Daily Maverick writes that Koen said he would consider the logistics around hearing medical evidence virtually, although both Mpofu and Trengove agreed that an in-person hearing would be preferable. “If it is to be by way of a virtual hearing, my concern is to ensure the integrity of the process. I want to ensure that they testify in a room where there is some sort of oversight to ensure the integrity of the process,” he said. Koen suggested that each legal team could nominate a representative to sit in the room where the doctor is testifying, to ensure that there is no interference. The lawyers agreed to consult and provide the court with a joint letter, suggesting the best course of action on the format of the hearing.

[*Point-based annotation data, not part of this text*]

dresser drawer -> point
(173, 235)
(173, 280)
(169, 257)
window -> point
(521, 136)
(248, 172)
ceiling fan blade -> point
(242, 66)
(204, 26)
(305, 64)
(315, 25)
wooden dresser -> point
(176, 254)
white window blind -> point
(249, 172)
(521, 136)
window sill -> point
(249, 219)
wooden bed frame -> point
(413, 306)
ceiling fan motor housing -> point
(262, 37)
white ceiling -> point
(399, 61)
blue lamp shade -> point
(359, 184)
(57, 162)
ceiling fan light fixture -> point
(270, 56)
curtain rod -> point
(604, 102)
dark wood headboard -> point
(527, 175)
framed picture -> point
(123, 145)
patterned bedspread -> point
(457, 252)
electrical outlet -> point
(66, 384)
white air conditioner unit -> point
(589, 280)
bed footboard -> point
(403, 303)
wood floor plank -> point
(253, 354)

News24 reports that in an unsigned affidavit served on Zuma's lawyers and the High Court on Monday, Prosecutor Bill Downer made it clear that the state wasn't satisfied with the “vague generalities” contained in Brigadier-General Dr Mcebisi Zukile Mdutywa's submissions. Following Zuma's hospitalisation last week, Mdutywa wrote to the head of the Estcourt Correctional Services centre to inform her that Zuma had been ‘put under active care and support after he suffered a traumatic injury’ on 28 November 2020.
Mdutywa, who leads the SA Military Health Service's Presidential Medical Unit, then formally informed prison authorities and the National Prosecuting Authority in KZN that Zuma had been admitted to hospital last week and was “undergoing extensive medical evaluation and care”. This, he said, was “as a result of his condition that that needed an extensive emergency procedure that has been delayed for 18 months due to compounding legal matters and recent incarceration and cannot be delayed any further as it carries a significant risk to his life”
“The medical team is actively monitoring his progress and will inform you soon as to the prognosis and outcome thereof through a medical report,’ he said. “We trust that the court processes will accommodate this urgent health programme such that we can be able to work swiftly to restore his health. The minimum proposed period of care is six months during which periodic reports will be communicated to advise on possible availability of any further engagements on your end.”
Mdutywa's submissions strongly suggest that Zuma, who is eligible for release on parole after less than four months, will not be moved back to jail any time soon, writes News24.